Keeping strong hives and paying attention by not allowing too much comb so the bees do not lose control is best.

Ground treatments, and almost everything in the magazines being marketed, has to do with some type treatment based on trying to control the larvae after they leave the hive.

What a Joke! If you got larvae (SHB worms) dropping out of the hive and are trying to kill them at that stage of the process, you lost your hive.

Who cares at that point, since the next wave of beetles may come from miles away, and not under your hives.

I made these statements to probably the leading SHB researcher, and I must of caught him off guard. He studdered, agreed, and was lost for words.

A few beetle in the hive is not worth worrying about.

Freeze your supers after extraction.
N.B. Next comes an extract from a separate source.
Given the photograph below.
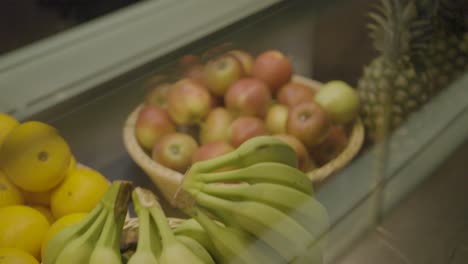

Or let your bees clean them out. For the most part, SHB are usually on wet supers or boxes. They don't do much to comb that does not have honey.

Ultimately, you will find some bees handle them great while others do not. But much of this success is the beekeeper paying attention and doing his/her part.


----------



## alleyyooper

Lots of small bee keepers who can get in their hive every couple of weeks use coragated card board on the top bars to keep them under some control. Place a square in the hive and in a couple of weeks remove it into a pail of hot water I've been told.

DIY traps.
http://www.greenbeehives.com/abgrbe.html

http://entnemdept.ufl.edu/creatures/misc/bees/small_hive_beetle.htm
pay attention to the Clutural and mechanical controls section.

http://www.omafra.gov.on.ca/english/food/inspection/bees/info-shb-treatment.htm

 Al


----------



## southerngurl

I had a few when I got my first hive. I put one of those mineral oil traps in there and crushed a couple by hand and havent seen any in a few weeks except dead in the trap. The number in the trap hasn't changed either so I think they are all gone for now. I also have metal under my hive which would screw up their life cycle but would hope never to get to that point! 

I read that the bees themselves will round them up and hold them like in prison so they can't run around and do anything, but when we open the hivemthey get lose in all the confusion, something to think about too.


----------



## southerngurl

I just have one of these little traps, slide between the frames. http://www.rweaver.com/images/Supplies-sm-hive-beetle-trap.jpg


----------



## greg273

Interesting thread, hope you dont mind farmgirl if I ask a related question...
We've got 2 new hives this year... first ever, actually, bought 2 nucleus hives late this spring. Each has 2 deep supers, they are filling out about 60% of the second hive body I put on a month ago.
Saw two hive beetles when I first opened one of them... up top, on the inner cover. Bees are looking good, and storing honey. At what population are they considered a menace? Will the bees take care of them in a reasonably strong hive? We're pretty new at this, but starting to learn....

The only thing unusual about that hive was the excessive burr comb the bees were building on that inner cover, they were apparently finishing a leftover project from when I left them in the first deep super too long. I scraped it all off this time, it was empty, except for a few drops of honey.


----------



## greg273

http://entnemdept.ufl.edu/creatures/misc/bees/small_hive_beetle.htm

Great link Al. Its amazing to think these beetles made their way throughout the US so quickly!


----------